Un edredón
Recibo a los detectives Freeman y Ramírez —y a los otros seis integrantes de su amable equipo— en albornoz, sin nada debajo. Ya no es solo por la prisa que me ha llevado ir a abrir la puerta antes de que la echaran abajo, es una declaración de intenciones. Ya que no me han dejado terminar, por lo menos que quede claro que han interrumpido algo. Irina, más inteligente, va a su habitación a ponerse ropa de abrigo, porque nos toca esperar fuera mientras un grupo de extraños con caras hostiles dejan patas arriba nuestra intimidad.
—Debería ponerse algo —dice Freeman, cuando me ve sentarme en el porche así.
—Estoy perfectamente —respondo, aunque al relente de la madrugada puedo ver mi aliento. El viento sopla del lago, helándome las pantorrillas desnudas.
Está a punto de amanecer.
Irina pide permiso a los agentes para buscar una manta, y acaba bajando con el edredón y envolviéndome en él.
Menos mal que aún es temprano y los vecinos no se han levantado para contemplar mi ridículo.
—¿Se puede saber qué coño están buscando? —digo, sin molestarme en disimular la irritación.
—Un revólver del .38 registrado a nombre de su padre, como posible arma mortal en el homicidio de Tom Wilson —dice Ramírez, esgrimiendo la orden firmada por el juez, antes de volver adentro.
—Le pedí que colaborase, Simon — me reconviene Freeman—. Por desgracia hemos tenido que acelerar las cosas.
—¿A las cinco de la mañana? —Tenemos nuestras razones.
No añade nada más. Ha pasado algo desde que hemos salido de la comisaría, pero no tengo la menor idea de qué es, y Freeman no está por la labor de explicármelo. Parece agotado. Grandes bolsas cuelgan de sus ojos, como hamacas vacías. Ha cambiado su elegante atuendo por una chaqueta azul con grandes letras amarillas. Se tiene que estar congelando aquí fuera, y me alegro mucho.
Podría decirles dónde está la pistola y acabar con esto, al fin y al cabo es mi culo también el que está aquí fuera, pero me parece mucho más divertido tenerles dando vueltas inútilmente.
De pronto veo a los tipos de las linternas entrar en el garaje, apuntando sus haces de luz al suelo de cemento, y ya no me parece tan buena idea lo de hacerles esperar.
—Ramírez —dice una voz desde dentro—. He encontrado algo.

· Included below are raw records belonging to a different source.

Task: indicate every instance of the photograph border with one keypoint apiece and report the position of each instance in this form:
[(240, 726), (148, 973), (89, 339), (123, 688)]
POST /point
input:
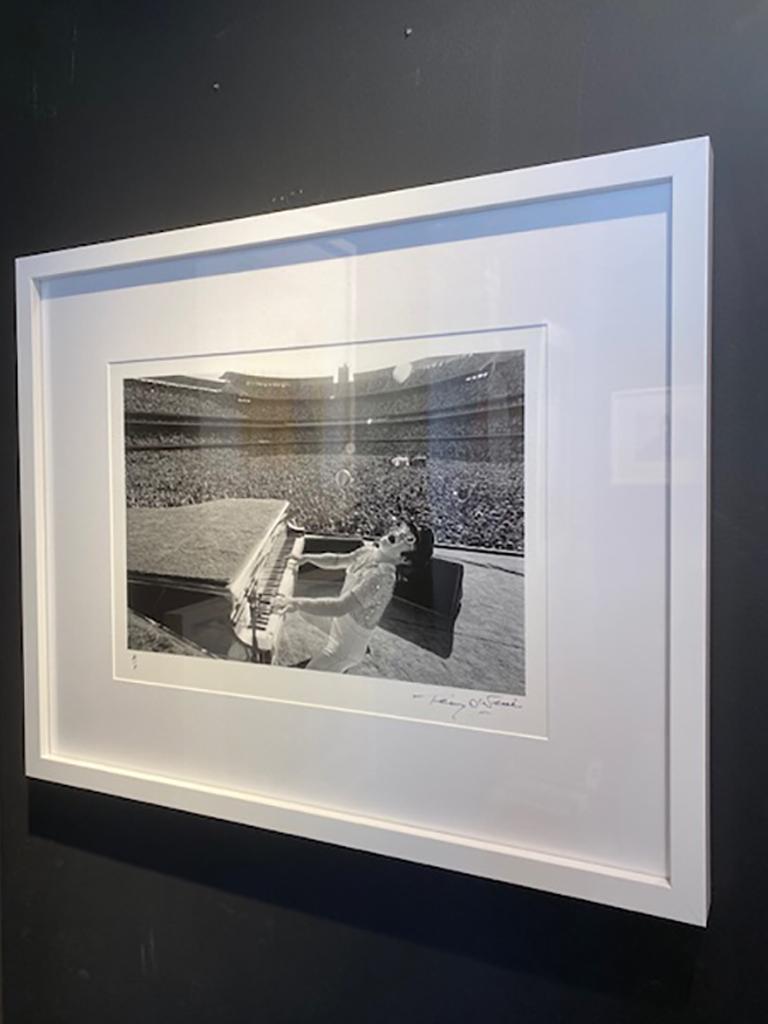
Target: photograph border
[(525, 716), (685, 167)]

Será la mancha de sangre. Una mancha grande y bastante sospechosa, que puede dar lugar a preguntas cuya respuesta no quiero conocer. Retuerzo las manos debajo del edredón.
Ramírez se asoma a la puerta del garaje desde dentro y mira hacia nosotros. Parece que va a llamar a su compañero.
Tengo que sacarles de ahí.
—Les ahorraré que sigan ensuciando mis alfombras, detective Freeman. La pistola está en mi cuarto de baño, en el mueble del lavabo.
Irina me mira de forma extraña, pero no dice nada.
Freeman llama a uno de sus subordinados, que vuelve al cabo de un rato con el arma metida dentro de una bolsa de plástico.
—Mis huellas estarán en el mango, supongo.
—Culata, señor Sax. Se llama culata —dice Freeman, cogiendo la bolsa con gesto de triunfo.
La abre y olisquea su interior. Ha sido un detalle que lo haya hecho a pocos pasos de mí. La cara de decepción que pone es un regalo de Navidad anticipado.